第3話 見なくても分かること

 その日は週末だった。

 じいさんの散歩に付き合って、公園まで来ていただけだ。犬の散歩も兼ねているとはいえ、「付き合っている」というより、俺が勝手についてきているだけに近い。


「そんなに後ろをついて来なくていいだろ」

 じいさんは手をひらひら振った。

「もう子どもじゃないんだから」


「分かってるよ」

 そう返したけど、歩く速度は変えなかった。


 公園には人が少なかった。木陰に腰を下ろした老人たちが、談笑したり、将棋を指したりしている。時間の流れが妙に遅くて、少し落ち着かない。


 そこで、見えた。


 突然現れたわけでも、目立つわけでもない。ただ、そこにある。

 一本の線が、片方の老人から、向かいに座るもう一人へと伸びていた。


「……あれ?」

 思わず足を止める。


 二人は将棋盤を挟んで向かい合っている。左の老人は帽子をかぶり、動作が少しゆっくりだ。

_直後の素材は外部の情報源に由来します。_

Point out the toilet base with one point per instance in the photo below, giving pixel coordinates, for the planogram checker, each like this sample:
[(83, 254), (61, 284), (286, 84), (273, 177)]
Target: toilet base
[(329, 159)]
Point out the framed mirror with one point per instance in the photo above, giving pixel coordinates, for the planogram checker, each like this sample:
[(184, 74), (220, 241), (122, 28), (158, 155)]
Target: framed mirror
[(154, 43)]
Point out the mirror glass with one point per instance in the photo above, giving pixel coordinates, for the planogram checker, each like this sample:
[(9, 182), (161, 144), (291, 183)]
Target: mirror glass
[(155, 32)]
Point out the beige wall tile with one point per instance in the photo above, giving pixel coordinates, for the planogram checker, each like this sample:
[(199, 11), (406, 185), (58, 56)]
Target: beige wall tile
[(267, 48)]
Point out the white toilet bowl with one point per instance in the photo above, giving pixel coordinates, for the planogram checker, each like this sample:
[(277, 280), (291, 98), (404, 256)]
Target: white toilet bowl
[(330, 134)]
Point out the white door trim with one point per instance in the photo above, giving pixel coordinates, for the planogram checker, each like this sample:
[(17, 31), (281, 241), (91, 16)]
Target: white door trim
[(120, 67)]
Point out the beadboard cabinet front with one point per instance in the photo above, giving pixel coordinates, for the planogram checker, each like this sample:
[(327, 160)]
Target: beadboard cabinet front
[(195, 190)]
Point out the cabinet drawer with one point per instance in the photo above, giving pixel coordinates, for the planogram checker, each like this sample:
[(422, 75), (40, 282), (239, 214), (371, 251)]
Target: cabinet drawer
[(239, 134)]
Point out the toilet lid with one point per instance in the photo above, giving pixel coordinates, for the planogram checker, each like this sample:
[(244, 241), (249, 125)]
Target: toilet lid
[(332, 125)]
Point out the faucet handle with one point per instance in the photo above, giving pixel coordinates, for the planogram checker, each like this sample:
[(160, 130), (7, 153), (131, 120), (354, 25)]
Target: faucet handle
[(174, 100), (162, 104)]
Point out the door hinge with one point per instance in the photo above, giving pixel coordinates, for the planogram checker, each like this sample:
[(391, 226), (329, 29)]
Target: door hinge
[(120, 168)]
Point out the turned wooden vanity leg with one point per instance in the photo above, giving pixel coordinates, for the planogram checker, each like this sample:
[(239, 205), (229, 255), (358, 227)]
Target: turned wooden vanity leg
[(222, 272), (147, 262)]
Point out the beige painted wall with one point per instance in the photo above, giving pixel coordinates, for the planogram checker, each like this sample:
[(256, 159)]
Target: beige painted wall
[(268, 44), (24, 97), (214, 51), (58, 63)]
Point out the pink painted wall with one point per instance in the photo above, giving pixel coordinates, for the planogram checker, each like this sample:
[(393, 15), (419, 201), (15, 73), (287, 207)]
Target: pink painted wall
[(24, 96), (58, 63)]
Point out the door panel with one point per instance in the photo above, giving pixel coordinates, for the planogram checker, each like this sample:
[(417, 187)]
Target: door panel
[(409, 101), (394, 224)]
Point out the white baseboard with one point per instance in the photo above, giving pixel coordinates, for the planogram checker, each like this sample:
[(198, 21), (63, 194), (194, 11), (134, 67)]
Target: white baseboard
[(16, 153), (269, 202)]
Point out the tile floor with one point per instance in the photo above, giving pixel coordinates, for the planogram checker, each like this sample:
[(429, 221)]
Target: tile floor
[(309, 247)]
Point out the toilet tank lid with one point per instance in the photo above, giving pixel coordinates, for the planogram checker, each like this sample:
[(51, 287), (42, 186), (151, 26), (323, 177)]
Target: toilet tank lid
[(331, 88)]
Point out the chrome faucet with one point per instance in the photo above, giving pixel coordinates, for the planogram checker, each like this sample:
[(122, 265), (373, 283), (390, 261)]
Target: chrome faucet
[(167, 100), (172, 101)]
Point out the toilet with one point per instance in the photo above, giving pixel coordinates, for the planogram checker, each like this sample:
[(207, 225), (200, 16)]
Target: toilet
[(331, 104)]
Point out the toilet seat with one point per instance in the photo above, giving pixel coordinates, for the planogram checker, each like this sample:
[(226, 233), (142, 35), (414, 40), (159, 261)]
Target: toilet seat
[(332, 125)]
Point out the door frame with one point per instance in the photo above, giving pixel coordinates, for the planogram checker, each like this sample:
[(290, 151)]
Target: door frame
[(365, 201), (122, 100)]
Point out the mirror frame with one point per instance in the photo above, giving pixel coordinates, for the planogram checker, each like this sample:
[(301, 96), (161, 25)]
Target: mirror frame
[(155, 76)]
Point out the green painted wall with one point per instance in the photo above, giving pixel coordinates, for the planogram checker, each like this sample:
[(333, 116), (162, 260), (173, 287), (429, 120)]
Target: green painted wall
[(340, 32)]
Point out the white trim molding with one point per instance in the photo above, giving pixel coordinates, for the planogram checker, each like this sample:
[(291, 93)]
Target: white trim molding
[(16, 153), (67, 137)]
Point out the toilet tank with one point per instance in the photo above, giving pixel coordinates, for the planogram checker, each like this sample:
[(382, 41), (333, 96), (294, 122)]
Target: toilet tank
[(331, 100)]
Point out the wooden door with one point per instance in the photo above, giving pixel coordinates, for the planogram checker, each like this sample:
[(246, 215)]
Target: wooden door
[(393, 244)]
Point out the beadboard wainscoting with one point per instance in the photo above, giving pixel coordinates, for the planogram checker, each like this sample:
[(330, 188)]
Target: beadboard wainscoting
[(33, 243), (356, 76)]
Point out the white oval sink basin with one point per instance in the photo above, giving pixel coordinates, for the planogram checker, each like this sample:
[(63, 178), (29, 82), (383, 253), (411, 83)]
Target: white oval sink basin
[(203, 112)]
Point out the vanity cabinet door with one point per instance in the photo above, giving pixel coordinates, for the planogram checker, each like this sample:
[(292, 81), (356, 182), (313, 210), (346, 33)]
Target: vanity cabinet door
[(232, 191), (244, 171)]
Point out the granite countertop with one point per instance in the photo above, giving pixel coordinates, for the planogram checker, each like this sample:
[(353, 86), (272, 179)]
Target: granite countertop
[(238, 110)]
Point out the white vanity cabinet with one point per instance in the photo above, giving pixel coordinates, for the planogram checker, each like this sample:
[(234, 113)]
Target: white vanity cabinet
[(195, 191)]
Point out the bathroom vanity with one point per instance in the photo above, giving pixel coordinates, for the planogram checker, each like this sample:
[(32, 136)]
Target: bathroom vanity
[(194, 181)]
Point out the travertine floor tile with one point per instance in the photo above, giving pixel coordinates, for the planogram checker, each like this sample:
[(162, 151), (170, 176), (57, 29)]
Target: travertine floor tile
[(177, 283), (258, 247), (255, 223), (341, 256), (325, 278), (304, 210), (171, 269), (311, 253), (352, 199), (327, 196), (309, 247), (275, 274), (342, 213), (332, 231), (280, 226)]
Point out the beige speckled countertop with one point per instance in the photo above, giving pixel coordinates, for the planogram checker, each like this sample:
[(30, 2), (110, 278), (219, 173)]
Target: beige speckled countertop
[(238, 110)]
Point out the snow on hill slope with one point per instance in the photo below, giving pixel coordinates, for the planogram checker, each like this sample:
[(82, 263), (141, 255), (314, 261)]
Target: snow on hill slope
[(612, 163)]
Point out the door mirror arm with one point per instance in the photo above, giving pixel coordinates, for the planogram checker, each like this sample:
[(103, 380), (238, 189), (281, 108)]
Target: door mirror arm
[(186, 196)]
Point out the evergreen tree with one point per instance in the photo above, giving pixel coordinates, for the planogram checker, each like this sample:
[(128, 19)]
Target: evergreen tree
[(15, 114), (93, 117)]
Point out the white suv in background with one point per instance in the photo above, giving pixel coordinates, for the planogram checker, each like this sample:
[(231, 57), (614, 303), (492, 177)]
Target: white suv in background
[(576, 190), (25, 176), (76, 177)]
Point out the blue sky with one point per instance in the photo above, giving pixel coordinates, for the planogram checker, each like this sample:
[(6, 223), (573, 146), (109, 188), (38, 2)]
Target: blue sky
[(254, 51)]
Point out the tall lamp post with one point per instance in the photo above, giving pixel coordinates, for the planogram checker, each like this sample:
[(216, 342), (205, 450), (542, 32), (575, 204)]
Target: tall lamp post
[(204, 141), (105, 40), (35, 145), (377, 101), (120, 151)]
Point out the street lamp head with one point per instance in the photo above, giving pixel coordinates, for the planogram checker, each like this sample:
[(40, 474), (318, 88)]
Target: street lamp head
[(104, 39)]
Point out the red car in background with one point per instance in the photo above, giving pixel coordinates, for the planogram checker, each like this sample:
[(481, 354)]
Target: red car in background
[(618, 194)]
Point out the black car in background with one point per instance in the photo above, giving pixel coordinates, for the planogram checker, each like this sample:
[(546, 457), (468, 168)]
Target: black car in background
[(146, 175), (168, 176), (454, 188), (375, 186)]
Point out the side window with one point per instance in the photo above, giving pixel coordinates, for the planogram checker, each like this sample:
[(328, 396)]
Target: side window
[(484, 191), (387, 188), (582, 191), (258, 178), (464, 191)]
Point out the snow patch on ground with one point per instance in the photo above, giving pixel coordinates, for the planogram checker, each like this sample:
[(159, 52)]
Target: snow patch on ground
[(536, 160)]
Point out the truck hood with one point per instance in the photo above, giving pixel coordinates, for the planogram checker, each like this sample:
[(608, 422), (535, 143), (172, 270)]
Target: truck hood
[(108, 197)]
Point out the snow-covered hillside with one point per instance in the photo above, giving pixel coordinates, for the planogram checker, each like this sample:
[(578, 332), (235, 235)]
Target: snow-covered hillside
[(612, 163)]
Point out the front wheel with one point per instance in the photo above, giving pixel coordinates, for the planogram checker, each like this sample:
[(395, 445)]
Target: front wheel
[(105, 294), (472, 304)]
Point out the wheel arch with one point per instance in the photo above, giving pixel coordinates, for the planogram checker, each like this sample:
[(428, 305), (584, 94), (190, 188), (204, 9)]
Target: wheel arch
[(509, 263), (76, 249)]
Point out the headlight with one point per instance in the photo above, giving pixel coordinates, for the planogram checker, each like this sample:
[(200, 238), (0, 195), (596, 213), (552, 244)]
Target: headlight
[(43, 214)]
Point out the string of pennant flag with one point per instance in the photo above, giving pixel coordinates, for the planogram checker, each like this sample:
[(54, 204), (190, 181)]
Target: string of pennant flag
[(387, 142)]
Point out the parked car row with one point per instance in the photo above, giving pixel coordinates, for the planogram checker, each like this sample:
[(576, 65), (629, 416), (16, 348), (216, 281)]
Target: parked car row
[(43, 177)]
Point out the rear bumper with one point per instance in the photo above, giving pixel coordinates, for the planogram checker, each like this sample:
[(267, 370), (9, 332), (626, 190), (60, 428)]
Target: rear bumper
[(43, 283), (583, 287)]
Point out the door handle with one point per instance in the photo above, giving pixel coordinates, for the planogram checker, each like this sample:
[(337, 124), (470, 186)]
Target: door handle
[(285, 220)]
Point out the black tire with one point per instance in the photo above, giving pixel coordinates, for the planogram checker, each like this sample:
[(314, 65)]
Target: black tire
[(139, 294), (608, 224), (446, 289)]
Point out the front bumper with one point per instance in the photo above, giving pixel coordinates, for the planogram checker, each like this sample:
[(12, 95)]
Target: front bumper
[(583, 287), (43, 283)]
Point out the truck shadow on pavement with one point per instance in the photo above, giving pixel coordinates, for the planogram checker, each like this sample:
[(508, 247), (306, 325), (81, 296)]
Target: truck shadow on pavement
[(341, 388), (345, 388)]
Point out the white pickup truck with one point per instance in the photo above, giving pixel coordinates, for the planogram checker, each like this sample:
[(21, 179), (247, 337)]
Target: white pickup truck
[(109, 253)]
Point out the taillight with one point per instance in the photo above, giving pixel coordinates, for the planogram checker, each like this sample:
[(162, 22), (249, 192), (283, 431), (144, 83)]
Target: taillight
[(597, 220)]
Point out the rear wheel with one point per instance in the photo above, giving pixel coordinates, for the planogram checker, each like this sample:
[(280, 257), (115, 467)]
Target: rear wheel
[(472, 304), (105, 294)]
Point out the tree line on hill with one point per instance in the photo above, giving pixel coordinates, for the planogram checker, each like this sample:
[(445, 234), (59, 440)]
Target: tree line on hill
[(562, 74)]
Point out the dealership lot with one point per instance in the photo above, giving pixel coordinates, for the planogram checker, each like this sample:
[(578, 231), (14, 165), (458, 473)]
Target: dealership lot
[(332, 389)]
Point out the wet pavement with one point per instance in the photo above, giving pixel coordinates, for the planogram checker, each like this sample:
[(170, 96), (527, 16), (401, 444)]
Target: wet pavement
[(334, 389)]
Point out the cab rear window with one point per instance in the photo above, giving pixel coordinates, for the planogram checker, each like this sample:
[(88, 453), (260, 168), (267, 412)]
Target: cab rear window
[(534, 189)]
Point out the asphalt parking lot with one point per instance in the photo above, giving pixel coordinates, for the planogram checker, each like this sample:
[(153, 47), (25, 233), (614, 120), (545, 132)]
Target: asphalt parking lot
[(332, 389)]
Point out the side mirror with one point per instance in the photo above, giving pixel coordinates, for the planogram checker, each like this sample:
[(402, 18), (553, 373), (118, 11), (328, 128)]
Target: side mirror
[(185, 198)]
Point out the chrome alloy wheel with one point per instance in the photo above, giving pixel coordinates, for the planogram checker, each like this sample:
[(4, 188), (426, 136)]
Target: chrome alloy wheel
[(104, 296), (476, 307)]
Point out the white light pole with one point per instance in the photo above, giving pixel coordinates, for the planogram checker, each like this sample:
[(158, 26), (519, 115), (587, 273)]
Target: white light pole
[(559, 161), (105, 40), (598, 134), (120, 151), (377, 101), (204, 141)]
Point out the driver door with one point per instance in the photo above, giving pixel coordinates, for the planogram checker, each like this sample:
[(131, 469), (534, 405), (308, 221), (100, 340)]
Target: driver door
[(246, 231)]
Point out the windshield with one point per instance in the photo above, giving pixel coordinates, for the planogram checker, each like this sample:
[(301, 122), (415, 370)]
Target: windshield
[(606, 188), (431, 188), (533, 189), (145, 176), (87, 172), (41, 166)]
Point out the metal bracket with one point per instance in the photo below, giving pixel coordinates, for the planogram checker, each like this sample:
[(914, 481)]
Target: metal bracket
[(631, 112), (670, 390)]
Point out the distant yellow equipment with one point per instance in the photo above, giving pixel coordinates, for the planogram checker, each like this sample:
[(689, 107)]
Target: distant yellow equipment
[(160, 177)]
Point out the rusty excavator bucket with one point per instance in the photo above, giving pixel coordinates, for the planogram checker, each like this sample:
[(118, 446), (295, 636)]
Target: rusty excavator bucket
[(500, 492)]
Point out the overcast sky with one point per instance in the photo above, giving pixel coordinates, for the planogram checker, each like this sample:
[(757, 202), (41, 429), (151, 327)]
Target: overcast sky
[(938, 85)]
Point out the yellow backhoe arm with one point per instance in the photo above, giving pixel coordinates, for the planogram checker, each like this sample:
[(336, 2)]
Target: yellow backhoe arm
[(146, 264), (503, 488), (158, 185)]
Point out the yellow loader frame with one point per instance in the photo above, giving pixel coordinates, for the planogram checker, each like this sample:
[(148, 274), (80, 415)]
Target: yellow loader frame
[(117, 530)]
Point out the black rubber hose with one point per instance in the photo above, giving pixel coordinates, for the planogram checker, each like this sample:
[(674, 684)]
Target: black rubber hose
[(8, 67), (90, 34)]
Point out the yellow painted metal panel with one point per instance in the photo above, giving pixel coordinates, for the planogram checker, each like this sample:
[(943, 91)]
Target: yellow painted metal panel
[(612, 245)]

右の老人は痩せていて、盤面をじっと見つめている。


「さっきの一手、ちょっと急ぎすぎだな」

 痩せたほうが言った。

「分かってるよ」

 帽子の老人は笑った。

「でも、お前が言ってくれるだろ」

「それを分かっててやるからだ」

「悪いか?」


 駒が盤に置かれ、乾いた音が響く。

 その瞬間、線がほんの少しだけ、きゅっと締まった。

 眩しいわけじゃない。

 ただ、「ある」と分かる存在感だった。


「今日は薬、持ってきたか?」

 痩せたほうが、ふと思い出したように聞く。

「持ってる」

 帽子の老人はポケットを叩く。

「お前こそ、また飲み忘れるなよ」

「覚えてるって」

「昨日は忘れてたけどな」

 二人は同時に笑った。

 小さな笑い声だったのに、なぜか、その場から動けなかった。


「どうした?」

 じいさんが振り返る。

「何か見えたのか?」


「……あそこ」

 将棋盤のほうを指す。

「あの二人」


 じいさんは指の先を見て、すぐにうなずいた。

「ああ、あの人たちか。毎日ここで将棋やってるよ」


「……さ」

 少し迷ってから、口に出す。

「あの人たちの間、何かつながってる感じ、しない?」


 じいさんは一瞬きょとんとして、それから笑った。

「お前、変な言い方するな。仲が良けりゃ、そりゃ近くもなるだろ」


「いや、そうじゃなくて……」


「意味なんて、そんなに要らないだろ」

 じいさんは遮った。

「一人が来なきゃ、もう一人が待つ。それで十分じゃないか」


 それ以上、何も言えなかった。


 視線を落として、もう一度、その線を見る。

 消えたわけでもない。

 かといって、はっきりしたわけでもない。


「お前さ」

 じいさんは犬のリードを引きながら歩き出す。

「また考えすぎてるんじゃないか?」


「……かもな」

 立ち去る前、もう一度だけ振り返った。

 将棋盤はそこにあって、位置も変わっていない。

 帽子の老人が立ち上がると、少し遅れて、痩せたほうが自然に手を貸した。


 線は揺れなかった。

 ただ、静かにそこにあった。


 帰り道、つい周りを見てしまう。

 探していたわけじゃない。ただ、確かめたくなっただけだ。


 公園の出口近くで、二人の女性が並んで歩いている。

 一人が立ち止まり、もう一人のマフラーを直してやる。

 見てみたが、線はなかった。


 角のコンビニの前では、高校生くらいの男子が二人、肩が触れそうな距離でゲームをしている。

 少しだけ足を止める。


 そこには、あった。

 はっきりとはしないが、確かに存在している。


「……そういうことか」

 胸の奥に、言葉にしづらい感覚が広がる。

 失望でも、高揚でもない。

 どちらかと言えば――見透かされたような感じだ。


 線がなくても、「誰が誰を待つか」くらい、分かることはある。

 じいさんの言うことも、間違ってはいない。


 それなのに、見せられるのは決まって、こういう関係だ。

 冗談にされやすくて、「考えすぎだ」と片づけられてしまうもの。


 ……もしかして、こういう関係ほど、一番なかったことにされやすいんじゃないか。


 だったら、この能力は何なんだ。

 何かを証明しろってわけでもない。

 誰かを助けろという感じでもない。


 ただ、問いかけられている気がした。

 ――普段、お前はちゃんと見ているのか?


 小さく笑って、視線を落とす。

 ……なんなんだよ。

 こんなものを見るためだけの力なんて。